Except for a few hundred thousand folks, clad in blue, brown or gray, who chose to serve and protect.

From personal experience, many times over, I can unequivocally say that there can be no more lonely place other than inside a police cruiser on Christmas Eve...short of being in a foreign land serving our country in the military.

Our men and women behind the badge, dedicated to a life of upholding the law and maintaining order, will pilot those cruisers this evening and throughout the night, answering calls for service. Big city coppers might not have time to reflect on being absent from those family gatherings, running call-to-call, but their wives, husbands, parents and children will, missing their public servants who, more likely than not, will be absent once again from their homes on a major holiday.

We'll sit in our darkened cruisers, interiors lit only by the glow of  dashboard lights and mobile data terminals, as we cruise neighborhoods whose houses are adorned with festive Christmas lights and displays, wishing we, too, could be with our families.

We accept it, though; it goes with the job and we knew that going in. Its one of the many sacrifices we make without complaint, though inside we anguish over missing these precious moments, undoubtedly not for the first time.

Its not just us, though; its the emergency dispatchers behind microphones sending us on those calls for service.

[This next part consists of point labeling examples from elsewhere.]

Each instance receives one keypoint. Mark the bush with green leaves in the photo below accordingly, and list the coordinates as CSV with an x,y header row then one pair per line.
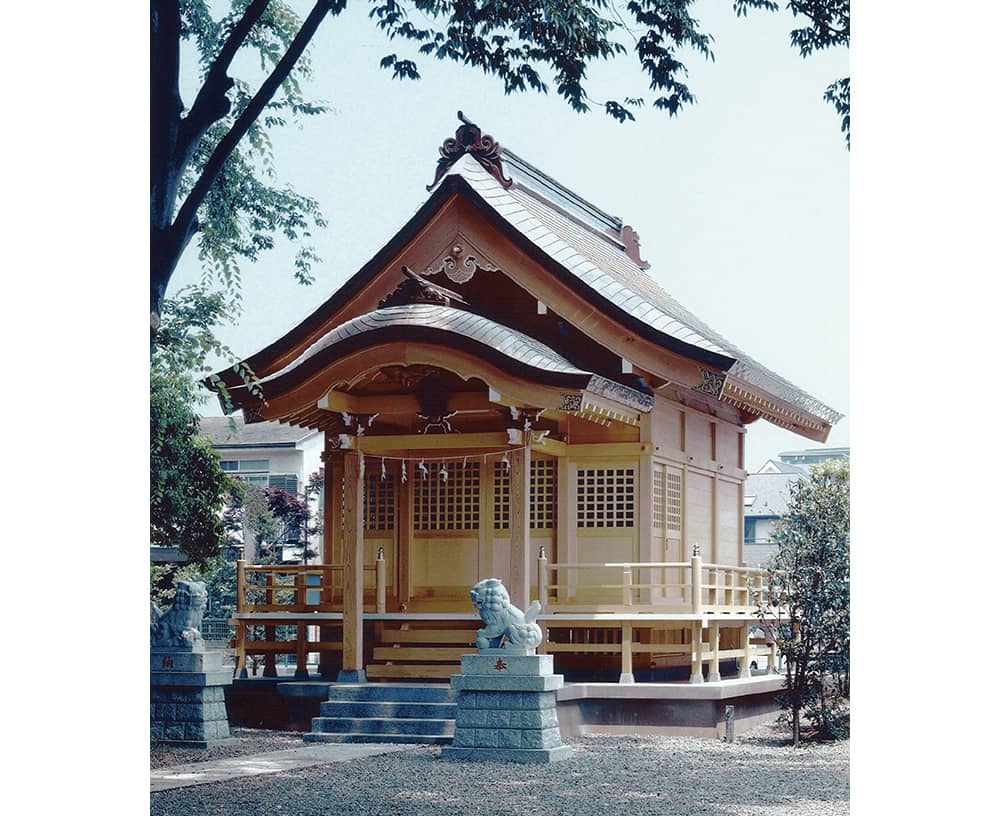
x,y
187,487
810,583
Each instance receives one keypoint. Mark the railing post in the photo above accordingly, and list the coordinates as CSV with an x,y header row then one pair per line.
x,y
270,667
713,645
543,578
745,645
696,604
241,585
301,582
543,595
241,627
380,582
626,677
696,653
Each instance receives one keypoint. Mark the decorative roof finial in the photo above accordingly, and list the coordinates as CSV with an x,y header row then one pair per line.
x,y
470,139
415,289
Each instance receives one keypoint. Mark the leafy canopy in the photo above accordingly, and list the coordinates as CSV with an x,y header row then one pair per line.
x,y
188,489
212,171
810,580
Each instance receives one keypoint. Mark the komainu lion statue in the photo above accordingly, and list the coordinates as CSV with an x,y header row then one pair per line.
x,y
180,626
506,625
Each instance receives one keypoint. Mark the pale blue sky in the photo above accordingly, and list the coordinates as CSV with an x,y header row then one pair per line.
x,y
741,201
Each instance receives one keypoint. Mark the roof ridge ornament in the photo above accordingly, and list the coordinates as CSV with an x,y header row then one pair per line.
x,y
469,139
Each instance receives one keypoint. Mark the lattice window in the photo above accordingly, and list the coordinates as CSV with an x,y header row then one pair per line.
x,y
674,502
659,499
380,502
447,504
501,496
605,497
542,496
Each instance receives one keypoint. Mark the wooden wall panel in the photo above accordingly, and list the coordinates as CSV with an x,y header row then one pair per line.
x,y
727,445
729,522
698,513
699,436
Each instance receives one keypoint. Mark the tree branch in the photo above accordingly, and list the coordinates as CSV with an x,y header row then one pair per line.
x,y
212,102
184,224
166,107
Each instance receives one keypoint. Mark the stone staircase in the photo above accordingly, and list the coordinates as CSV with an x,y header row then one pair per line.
x,y
378,712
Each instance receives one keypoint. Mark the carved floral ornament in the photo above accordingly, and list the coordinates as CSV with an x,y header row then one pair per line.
x,y
470,139
460,260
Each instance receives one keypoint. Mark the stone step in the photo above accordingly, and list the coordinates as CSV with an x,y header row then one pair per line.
x,y
392,693
413,671
350,708
465,637
383,726
422,653
415,739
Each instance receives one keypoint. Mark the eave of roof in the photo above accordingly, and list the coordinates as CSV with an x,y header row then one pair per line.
x,y
588,259
508,348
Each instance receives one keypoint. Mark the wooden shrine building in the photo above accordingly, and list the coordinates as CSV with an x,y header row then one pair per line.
x,y
505,391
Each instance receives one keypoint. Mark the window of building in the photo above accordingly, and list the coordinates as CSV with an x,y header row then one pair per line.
x,y
541,499
605,497
447,504
379,502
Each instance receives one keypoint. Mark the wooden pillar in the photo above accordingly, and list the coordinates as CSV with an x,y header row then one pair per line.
x,y
566,526
713,645
520,532
543,595
626,677
696,653
353,670
404,536
745,646
645,526
333,504
270,667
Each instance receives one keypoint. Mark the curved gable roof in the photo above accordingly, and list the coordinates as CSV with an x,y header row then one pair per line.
x,y
587,250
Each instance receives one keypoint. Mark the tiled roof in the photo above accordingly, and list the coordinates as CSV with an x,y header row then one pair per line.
x,y
771,493
220,431
580,238
515,345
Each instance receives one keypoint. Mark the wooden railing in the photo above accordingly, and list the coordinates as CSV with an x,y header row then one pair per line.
x,y
661,586
286,588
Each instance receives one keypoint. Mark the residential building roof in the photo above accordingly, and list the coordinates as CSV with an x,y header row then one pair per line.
x,y
777,466
233,432
768,494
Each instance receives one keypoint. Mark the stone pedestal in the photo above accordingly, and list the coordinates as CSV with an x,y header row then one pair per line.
x,y
506,709
187,704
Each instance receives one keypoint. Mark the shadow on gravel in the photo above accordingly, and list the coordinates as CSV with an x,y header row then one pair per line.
x,y
760,776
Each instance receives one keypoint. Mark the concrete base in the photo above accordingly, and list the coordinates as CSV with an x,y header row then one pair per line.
x,y
187,703
667,709
524,755
506,709
352,676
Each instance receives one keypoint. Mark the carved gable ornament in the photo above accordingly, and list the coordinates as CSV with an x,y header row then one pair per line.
x,y
470,139
460,260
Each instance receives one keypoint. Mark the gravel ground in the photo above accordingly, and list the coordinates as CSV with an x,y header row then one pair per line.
x,y
245,741
759,775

Its the nurses in hospitals, the firefighters, the over-the-road commercial truck drivers trying to make a living, all giving up an important day in their lives that cannot be recovered.

Tonight I pray for the safety of all our police officers, our fire fighters and nurses, those working this Christmas to provide for their families, remembering what it was like to be working during Christmas for my thirty-plus years on the job.

I ask you to pray also, and to think about those dedicated to protecting and serving our great United States.

To my brothers and sisters of the badge I say Merry Christmas! I am one old, retired cop who has not forgotten you.